Shireesh Verma

An efficient control-oriented coverage metric

Coverage metrics, which evaluate the ability of a test sequence to detect design faults, are essential to the validation process. A key source of difficulty in determining fault detection is that the control flow path traversed in the presence of a fault cannot be determined. Fault detection can only be accurately determined by exploring the set of all control flow paths, which may be traversed as a result of a fault. We present a coverage metric that determines the propagation of fault effects along all possible faulty control flow paths. The complexity of exploring multiple control flow paths is greatly alleviated by heuristically pruning infeasible control flow paths using the algorithm that we present. The proposed coverage metric provides high accuracy in designs that contain complex control flow. The results obtained are promising.

Automatic generation of functional coverage models from CTL

Functional coverage models which measure the sufficiency of test stimuli are essential to the verification process. A key source of difficulty in their deployment emanates from the manual and imprecise nature of their development process and the lack of a sound measure of their quality. A functional coverage model can be considered complete only if it accurately reflects the behavior of the Design under Verification (DUV) as described in the specification. We present a method to automatically generate coverage models from a formal CTL description of design properties. Experimental results show that the functional coverage models generated using our technique correlate well with the detection of randomly injected errors into a design.

Impact of SoC power management techniques on verification and testing

We are at the crossroads of some fundamental changes that are taking place in the semiconductor industry. Power is a primary design criterion for bulk of the semiconductor designs now and a key reason behind the shift towards multicore designs as increase in power consumption limits increases in clock speed at the rate we have seen in the past.

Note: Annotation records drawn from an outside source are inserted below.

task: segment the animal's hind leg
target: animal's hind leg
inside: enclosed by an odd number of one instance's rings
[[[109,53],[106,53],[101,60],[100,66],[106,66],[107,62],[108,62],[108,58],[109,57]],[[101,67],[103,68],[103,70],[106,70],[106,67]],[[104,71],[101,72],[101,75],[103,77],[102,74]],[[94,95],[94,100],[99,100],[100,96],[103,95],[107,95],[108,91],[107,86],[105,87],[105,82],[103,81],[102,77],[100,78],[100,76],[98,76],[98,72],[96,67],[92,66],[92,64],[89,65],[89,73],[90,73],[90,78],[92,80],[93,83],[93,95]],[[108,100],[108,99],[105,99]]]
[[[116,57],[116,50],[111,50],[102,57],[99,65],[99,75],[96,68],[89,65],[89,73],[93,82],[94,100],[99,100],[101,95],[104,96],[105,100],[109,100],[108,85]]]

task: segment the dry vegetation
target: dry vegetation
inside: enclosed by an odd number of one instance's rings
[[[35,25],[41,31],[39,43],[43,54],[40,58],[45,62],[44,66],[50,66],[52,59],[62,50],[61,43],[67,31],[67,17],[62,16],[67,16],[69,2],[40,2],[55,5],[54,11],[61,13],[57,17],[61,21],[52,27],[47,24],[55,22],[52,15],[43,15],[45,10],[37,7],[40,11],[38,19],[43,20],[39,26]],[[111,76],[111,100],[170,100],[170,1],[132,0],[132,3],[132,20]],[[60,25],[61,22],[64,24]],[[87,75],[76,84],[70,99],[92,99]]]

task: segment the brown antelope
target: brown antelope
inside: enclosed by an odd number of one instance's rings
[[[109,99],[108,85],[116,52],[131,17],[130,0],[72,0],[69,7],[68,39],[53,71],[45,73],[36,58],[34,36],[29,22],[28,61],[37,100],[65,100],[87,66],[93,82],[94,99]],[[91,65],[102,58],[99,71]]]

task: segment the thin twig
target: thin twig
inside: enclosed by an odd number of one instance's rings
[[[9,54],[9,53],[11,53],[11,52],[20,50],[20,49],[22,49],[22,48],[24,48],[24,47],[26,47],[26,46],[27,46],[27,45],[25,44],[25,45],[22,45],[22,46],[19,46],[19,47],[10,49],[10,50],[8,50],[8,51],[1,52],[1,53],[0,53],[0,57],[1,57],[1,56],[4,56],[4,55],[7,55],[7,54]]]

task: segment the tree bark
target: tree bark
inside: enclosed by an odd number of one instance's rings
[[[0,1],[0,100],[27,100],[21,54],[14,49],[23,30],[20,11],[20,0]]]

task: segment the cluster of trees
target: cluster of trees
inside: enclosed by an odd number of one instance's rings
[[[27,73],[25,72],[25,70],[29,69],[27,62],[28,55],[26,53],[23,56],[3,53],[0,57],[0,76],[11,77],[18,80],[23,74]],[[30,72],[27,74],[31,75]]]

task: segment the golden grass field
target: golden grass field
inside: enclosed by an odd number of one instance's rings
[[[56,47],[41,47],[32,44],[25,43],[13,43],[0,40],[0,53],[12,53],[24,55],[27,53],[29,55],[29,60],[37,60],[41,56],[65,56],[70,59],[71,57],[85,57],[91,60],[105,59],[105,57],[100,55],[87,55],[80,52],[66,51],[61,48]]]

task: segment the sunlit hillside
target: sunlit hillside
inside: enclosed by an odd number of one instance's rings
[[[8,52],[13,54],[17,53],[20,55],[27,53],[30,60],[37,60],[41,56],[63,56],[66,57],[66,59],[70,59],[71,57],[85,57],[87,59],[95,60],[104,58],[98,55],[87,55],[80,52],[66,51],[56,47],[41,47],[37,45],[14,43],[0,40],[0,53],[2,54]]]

Automatic Generation of Functional Coverage Models from Behavioral Verilog Descriptions

As an industrial practice, the functional coverage models are developed based on a high-level specification of the design under verification (DUV). However, in the course of implementation a designer makes specific choices which may not be reflected well in a functional coverage model developed entirely from a high-level specification. We present a method to automatically generate implementation-aware coverage models based on the static analysis of a HDL description of the DUV. Experimental results show that the functional coverage models generated using our technique correlate well with the detection of randomly injected errors into a design

Error Detection Using Model Checking vs. Simulation

Design simulation and model checking are two alternative and complementary techniques for verifying hardware designs. This paper presents a comparison between the two techniques based on detection of design errors, performance, and memory use. We perform error detection experiments using model checking and simulation to detect errors injected into a verification benchmark suite. The results allow a quantitative comparison of simulation and model checking which can be used to understand weaknesses of both approaches

Power Management Design and Verification

Power consumption has become the key differentiating factor for many different types of semiconductor products. This has led to recent advances in power management techniques to address power consumption in these products. These include power management techniques such as power gating, adaptive voltage and frequency scaling, and active body-bias that leverage voltage as a handle to manage power consumption. We look into an overview of these techniques and the resulting new challenges facing the functional validation of a system-on-a-chip.

Panel: SoC power management implications on validation and testing

We are at the crossroads of some fundamental changes that are taking place in the semiconductor industry. Power consumption has become one of the most important differentiating factors for semiconductor products due to a major shift in the market towards handheld consumer devices. Power is a primary design criterion for bulk of the semiconductor designs now. Power is a key reason behind the shift towards multi-core designs as increase in power consumption limits increases in clock speed at the rate we have seen in the past.

Evaluation of an efficient control-oriented coverage metric

Dynamic verification, the use of simulation to determine design correctness, is widely used due to its tractability for large designs. A serious limitation of dynamic techniques is the difficulty in determining whether or not a test sequence is sufficient to detect all likely design errors. Coverage metrics are used to address this problem by providing a set of goals to be achieved during the simulation process; if all coverage goals are satisfied then the test sequence is assumed to be complete. Many coverage metrics have been proposed but no effort has been made to identify a correlation between existing metrics and design quality. In this paper we present a technique to evaluate a coverage metric by examining its ability to ensure the detection of real design errors. We apply our evaluation technique to our control-oriented coverage metric to verify its ability to reveal design errors.

Improving feasible interactions among multiple processes

Hierarchical testing requires the verification of individual processes followed by the verification of the interactions among processes. The large number of potential interactions between processes must be managed in order to make the testing process tractable. Fortunately, many potential interactions are actually infeasible and should be ignored during the verification process. Data dependency between processes indicates the potential for a feasible interaction but absolute feasibility can only be determined by evaluating control-flow paths across interacting processes. We propose a method to identify feasible interactions for testing through static analysis combined with the use of a constraint satisfaction programming (CSP) solving engine.